Les 17 et 18 juin 2019, l’amiral Luechai Ruddit, commandant en chef de la marine royale thaïlandaise, a effectué son premier déplacement au Viêt Nam. Un an et demi après la réception de son prédécesseur - l'amiral Naris Pratoomsuwan (25 au 28 janvier 2018) - à Hanoi, cette visite est dans l’ordre des choses, d’une part car la Thaïlande passera le relais de la présidence de l’ASEAN au Viêt Nam en janvier 2020 et qu’à ce titre il incombera au ministère vietnamien de la défense de prendre aussi la tête, pour un an, de toutes les instances militaires de l’Association, d’autre part car ces deux pays qui partagent une frontière entièrement maritime dans le golfe de Thaïlande ont donc des préoccupations communes en matière de contrôle de leurs espaces maritimes.

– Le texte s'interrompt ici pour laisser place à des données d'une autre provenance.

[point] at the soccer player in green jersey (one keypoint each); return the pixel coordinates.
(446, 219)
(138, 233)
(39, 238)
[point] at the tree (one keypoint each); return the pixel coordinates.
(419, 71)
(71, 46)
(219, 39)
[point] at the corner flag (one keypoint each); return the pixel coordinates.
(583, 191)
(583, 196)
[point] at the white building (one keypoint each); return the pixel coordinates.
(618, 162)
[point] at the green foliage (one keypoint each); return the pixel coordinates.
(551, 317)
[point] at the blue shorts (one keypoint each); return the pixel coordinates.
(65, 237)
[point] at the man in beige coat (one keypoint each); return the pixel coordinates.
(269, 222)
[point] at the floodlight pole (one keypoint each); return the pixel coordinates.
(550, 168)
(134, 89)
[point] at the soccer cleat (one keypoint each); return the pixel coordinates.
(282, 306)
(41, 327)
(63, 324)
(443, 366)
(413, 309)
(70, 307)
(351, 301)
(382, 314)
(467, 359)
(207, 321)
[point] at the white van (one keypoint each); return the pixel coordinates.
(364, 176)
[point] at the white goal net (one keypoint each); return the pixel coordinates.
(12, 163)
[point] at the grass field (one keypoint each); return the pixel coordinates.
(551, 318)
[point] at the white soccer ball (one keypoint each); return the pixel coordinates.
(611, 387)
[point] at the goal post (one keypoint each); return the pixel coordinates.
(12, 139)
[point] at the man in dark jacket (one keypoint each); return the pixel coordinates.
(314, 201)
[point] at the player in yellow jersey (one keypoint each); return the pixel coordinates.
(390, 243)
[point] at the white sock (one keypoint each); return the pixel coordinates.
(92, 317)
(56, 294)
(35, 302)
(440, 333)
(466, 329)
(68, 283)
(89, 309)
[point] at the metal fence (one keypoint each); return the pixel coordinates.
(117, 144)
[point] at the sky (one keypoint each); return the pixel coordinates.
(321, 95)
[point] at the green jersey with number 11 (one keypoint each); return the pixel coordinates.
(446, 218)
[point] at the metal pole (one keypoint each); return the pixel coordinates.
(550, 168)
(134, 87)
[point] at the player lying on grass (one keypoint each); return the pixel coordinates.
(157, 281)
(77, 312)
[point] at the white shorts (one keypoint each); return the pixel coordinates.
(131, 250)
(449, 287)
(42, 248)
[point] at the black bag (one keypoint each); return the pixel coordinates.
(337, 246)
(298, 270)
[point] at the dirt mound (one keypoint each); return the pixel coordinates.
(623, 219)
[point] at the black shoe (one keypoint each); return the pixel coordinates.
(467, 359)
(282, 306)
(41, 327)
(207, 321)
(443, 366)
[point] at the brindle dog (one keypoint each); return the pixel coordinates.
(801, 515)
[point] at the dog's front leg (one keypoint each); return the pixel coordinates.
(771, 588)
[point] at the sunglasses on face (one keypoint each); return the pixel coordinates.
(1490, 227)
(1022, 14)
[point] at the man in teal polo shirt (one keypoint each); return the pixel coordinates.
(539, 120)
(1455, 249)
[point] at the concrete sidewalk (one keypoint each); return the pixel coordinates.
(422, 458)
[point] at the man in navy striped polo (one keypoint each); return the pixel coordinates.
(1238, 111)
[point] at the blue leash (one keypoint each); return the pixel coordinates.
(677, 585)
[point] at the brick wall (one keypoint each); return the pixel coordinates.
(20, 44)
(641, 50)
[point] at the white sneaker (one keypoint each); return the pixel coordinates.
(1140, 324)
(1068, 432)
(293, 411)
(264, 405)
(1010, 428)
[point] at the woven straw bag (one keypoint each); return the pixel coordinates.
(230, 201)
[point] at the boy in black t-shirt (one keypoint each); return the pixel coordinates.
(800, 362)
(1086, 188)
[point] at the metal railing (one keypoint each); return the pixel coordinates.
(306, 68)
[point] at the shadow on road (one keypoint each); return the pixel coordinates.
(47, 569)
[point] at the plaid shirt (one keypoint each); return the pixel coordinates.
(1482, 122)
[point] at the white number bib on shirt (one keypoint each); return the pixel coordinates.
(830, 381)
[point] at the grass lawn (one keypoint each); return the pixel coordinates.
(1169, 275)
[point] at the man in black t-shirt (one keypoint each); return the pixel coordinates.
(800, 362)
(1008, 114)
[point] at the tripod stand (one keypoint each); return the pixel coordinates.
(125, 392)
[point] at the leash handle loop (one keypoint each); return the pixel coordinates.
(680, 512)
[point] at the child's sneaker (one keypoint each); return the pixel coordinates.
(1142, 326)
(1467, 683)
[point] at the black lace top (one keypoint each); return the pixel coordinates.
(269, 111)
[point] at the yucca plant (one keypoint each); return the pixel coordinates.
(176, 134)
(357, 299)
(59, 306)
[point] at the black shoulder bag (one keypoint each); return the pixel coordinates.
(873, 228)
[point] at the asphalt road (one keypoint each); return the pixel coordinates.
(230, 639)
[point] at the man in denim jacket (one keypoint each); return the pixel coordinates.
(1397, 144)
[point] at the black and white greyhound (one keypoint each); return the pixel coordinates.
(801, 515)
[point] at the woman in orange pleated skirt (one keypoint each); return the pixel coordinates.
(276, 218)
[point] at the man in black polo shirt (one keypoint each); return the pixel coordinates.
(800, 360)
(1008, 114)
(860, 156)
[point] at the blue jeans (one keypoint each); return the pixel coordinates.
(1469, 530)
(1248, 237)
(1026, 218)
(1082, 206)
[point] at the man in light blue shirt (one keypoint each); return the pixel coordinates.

Comme de coutume, l’amiral Luechai Ruddit a été dans un premier temps accueilli par son homologue, le vice-amiral Phạm Hoài Nam, au siège de l’état-major de la marine, à Hải Phòng (17 juin). Les deux commandeurs, qui sont amenés à se rencontrer régulièrement dans les événements maritimes organisés dans la région, et en particulier lors des salons d’armement et revues navales auxquelles la marine populaire vietnamienne participe de plus (envoi d’une, voire de deux, frégates Gepard), ont dressé un bilan positif de la relation entre les deux marines.
Cette relation se tisse et se renforce autour de la problématique commune du contrôle de ces eaux du golfe de Thaïlande très fréquentées, que ce soit par les pêcheurs légaux mais aussi illégaux, par des trafiquants de tous ordres et des adeptes de la piraterie maritime. Les deux chefs d’état-major ont ainsi salué le bon fonctionnement d’un canal de communication direct entre leurs centres de contrôle, qui permet de déconflicter des situations parfois tendues. De même, ils se sont prononcés en faveur de la poursuite des patrouilles conjointes régulières, qui franchiront en 2019 le vingtième anniversaire de leur lancement, en 1999, en application de l’accord du 09 août 1997 délimitant la frontière entre les deux pays dans le golfe de Thaïlande. Ces patrouilles, menées officiellement deux fois par an dans un secteur vaste d’environ 6000 km2, sont autant d’occasions de renforcer la connaissance mutuelle entre marins vietnamiens et thaïlandais lors de missions d’affirmation de présence, de sauvetage en mer, de lutte contre la piraterie, et d’échange régulier d’informations - ce qui n’empêche pas des accrochages ponctuels entre pêcheurs et garde-côtes ou marines locales.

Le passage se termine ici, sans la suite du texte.